Thesis defense of Alexander Ratke
- Defense
Artificial intelligence is advancing in everyday life and supports its user by generating fast results in areas like communication or image recognition. This thesis aims at exploiting the abilities of deep-learning techniques for deformable image registration (DIR) to improve image alignment in medicine. An unsupervised registration and fusion workflow is developed and evaluated for 39 head scans, produced with computed tomography (CT) and magnetic resonance imaging (MRI). The three-part workflow starts by preprocessing the scans to unify the image formats and to perform affine transformation and rigid registration. Then, a deep-learning model trained for DIR is applied to these images.

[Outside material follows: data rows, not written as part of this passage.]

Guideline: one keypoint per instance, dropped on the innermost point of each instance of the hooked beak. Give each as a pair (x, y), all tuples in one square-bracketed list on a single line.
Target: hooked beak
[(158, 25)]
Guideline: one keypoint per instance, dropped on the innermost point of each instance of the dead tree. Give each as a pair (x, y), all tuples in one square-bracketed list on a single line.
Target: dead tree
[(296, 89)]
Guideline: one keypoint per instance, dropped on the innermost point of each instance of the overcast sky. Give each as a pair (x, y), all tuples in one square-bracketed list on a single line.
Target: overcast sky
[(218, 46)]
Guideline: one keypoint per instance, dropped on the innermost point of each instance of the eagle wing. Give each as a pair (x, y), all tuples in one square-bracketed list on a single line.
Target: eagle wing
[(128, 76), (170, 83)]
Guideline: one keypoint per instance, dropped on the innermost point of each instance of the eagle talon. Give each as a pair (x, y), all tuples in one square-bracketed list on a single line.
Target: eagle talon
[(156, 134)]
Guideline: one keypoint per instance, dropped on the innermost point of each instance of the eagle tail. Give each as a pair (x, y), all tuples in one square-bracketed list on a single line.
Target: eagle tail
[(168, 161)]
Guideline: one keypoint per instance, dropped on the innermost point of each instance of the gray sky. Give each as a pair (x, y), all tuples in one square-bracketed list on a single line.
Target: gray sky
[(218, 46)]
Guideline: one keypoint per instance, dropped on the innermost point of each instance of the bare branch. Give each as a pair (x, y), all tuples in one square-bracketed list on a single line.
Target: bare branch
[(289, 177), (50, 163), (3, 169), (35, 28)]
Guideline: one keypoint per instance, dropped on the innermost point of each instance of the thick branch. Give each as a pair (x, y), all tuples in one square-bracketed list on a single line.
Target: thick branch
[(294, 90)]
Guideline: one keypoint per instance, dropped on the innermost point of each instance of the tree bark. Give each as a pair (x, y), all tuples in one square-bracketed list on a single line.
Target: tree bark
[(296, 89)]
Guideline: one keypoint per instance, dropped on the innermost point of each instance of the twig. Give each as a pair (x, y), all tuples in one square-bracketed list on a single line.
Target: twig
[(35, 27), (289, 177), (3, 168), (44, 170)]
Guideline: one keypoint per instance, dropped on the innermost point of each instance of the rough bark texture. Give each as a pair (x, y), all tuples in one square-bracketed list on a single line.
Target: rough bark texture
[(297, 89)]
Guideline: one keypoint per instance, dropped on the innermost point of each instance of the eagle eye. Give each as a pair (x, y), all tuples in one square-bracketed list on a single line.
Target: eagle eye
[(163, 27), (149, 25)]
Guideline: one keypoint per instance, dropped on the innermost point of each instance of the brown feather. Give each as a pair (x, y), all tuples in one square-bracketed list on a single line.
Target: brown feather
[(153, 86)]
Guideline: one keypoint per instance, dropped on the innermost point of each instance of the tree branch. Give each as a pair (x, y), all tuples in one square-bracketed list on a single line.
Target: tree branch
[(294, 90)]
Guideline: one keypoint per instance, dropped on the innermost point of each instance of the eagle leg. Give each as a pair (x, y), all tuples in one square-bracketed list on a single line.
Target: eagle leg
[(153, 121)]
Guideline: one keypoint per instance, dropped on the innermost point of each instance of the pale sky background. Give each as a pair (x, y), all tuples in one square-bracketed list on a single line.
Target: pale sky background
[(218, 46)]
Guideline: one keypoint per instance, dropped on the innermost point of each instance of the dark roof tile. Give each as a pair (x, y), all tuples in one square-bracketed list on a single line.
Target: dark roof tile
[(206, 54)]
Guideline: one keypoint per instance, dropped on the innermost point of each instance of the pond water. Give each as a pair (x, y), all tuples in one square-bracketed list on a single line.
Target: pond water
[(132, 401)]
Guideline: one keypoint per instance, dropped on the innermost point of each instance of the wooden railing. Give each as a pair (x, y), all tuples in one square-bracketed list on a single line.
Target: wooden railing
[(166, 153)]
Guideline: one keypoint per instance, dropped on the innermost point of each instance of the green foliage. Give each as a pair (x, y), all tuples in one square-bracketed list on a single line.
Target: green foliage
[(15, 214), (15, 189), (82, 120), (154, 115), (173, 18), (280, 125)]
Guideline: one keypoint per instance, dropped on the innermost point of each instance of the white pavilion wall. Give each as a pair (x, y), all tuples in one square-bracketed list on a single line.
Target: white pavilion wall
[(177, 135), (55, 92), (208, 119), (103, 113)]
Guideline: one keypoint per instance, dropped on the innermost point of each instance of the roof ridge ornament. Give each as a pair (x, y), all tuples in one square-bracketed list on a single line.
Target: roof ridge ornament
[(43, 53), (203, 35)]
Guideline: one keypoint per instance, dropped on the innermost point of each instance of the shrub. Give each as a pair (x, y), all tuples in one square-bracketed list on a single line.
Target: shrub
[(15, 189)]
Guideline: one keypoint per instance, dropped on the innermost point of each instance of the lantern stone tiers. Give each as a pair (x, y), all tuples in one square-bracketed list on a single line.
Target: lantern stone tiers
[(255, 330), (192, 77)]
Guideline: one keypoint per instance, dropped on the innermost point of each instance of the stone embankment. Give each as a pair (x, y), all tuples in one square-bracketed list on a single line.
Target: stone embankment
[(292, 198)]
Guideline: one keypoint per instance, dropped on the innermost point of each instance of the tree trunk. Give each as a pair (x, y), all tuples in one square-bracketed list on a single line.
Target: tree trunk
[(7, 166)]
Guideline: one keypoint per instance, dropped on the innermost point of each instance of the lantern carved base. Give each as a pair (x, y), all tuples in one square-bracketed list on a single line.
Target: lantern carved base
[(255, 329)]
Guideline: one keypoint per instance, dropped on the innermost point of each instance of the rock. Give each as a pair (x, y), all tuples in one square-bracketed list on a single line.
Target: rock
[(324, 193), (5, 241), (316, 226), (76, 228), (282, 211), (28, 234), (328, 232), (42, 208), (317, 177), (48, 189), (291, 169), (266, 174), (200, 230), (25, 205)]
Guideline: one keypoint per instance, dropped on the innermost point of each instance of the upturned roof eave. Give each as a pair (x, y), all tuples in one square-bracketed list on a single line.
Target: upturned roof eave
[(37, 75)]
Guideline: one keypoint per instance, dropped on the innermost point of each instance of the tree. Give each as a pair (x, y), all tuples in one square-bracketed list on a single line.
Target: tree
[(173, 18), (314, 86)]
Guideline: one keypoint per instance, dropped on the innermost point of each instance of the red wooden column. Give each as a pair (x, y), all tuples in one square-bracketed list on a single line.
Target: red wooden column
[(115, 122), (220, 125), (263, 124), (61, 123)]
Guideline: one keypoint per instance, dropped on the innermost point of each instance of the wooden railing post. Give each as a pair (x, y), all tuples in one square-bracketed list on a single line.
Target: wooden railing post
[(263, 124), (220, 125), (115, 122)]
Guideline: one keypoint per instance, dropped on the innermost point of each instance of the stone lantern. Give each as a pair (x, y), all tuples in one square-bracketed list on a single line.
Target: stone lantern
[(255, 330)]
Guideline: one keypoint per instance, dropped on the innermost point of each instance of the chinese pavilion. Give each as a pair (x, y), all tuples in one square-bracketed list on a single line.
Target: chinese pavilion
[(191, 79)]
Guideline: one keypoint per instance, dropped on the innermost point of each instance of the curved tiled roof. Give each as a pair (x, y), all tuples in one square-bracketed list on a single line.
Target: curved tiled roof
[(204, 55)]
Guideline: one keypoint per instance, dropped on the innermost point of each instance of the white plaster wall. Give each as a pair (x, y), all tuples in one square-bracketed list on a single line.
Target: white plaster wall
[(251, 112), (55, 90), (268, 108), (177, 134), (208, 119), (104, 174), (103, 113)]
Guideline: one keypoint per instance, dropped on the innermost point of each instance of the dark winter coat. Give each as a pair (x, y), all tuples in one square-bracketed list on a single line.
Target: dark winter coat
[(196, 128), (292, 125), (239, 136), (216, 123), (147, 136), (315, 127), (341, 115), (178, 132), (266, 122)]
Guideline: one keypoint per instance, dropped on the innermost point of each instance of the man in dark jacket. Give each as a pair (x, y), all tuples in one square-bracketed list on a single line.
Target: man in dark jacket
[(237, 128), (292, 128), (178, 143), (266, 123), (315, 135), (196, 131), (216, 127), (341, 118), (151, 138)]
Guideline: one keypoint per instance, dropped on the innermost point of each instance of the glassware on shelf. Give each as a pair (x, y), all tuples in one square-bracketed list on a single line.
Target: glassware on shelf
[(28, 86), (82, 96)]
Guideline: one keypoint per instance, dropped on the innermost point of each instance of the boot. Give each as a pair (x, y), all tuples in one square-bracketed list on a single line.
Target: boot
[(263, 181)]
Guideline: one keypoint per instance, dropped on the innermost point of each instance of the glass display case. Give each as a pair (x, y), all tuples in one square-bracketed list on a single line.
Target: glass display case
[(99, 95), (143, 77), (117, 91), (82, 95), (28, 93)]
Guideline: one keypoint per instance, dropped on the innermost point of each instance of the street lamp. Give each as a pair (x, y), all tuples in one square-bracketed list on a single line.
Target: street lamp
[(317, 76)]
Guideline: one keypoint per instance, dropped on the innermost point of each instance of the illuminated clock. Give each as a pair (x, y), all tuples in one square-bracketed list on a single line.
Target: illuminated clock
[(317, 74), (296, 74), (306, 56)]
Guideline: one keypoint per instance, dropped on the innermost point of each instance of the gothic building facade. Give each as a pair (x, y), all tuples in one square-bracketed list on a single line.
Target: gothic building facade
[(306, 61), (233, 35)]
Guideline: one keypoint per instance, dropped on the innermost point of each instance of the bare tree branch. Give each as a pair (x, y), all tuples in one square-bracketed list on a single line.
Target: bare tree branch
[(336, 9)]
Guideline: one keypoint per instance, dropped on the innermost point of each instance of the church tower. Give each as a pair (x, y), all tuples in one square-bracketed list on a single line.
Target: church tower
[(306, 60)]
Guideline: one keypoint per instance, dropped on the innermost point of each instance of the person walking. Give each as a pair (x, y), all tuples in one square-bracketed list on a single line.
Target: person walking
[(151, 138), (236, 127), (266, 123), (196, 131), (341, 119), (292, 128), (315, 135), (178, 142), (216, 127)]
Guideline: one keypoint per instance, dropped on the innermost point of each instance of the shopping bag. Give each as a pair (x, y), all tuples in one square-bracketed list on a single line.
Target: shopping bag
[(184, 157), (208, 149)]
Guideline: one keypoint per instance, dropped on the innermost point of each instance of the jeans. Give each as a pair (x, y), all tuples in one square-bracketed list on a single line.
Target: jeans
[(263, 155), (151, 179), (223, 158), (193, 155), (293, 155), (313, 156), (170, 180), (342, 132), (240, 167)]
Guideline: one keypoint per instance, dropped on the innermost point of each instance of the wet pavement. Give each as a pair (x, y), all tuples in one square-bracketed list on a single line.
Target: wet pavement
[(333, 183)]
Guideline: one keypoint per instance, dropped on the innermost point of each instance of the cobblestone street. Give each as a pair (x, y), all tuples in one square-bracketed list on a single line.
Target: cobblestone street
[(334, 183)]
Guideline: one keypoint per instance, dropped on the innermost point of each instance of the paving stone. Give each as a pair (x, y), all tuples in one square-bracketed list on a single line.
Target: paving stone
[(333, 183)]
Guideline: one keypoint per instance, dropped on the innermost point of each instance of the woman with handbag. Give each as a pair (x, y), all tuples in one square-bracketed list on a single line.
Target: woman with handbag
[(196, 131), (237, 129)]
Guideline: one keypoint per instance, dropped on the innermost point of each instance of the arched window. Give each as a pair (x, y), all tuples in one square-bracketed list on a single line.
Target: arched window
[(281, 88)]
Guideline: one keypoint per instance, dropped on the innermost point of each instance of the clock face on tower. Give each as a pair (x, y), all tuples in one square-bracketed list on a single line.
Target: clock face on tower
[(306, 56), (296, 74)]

To obtain an appropriate configuration of the model, parameter tuning is required. The evaluation with the mutual-information metric indicates an improvement in image alignment of up to 14 % when using deep-learning-based DIR. Lastly, image fusion combines the registered CT and MRI scans with a wavelet-based method to merge the information of decomposed images. The workflow is designed for unimodal, e.g. T1- and T2-weighted MRI scans, and multimodal, e.g. CT and MRI scans, image pairs. Since medical imaging is an important basis of treatment-planning processes, the registered and fused images obtained from this workflow are expected to enhance precision radiotherapy.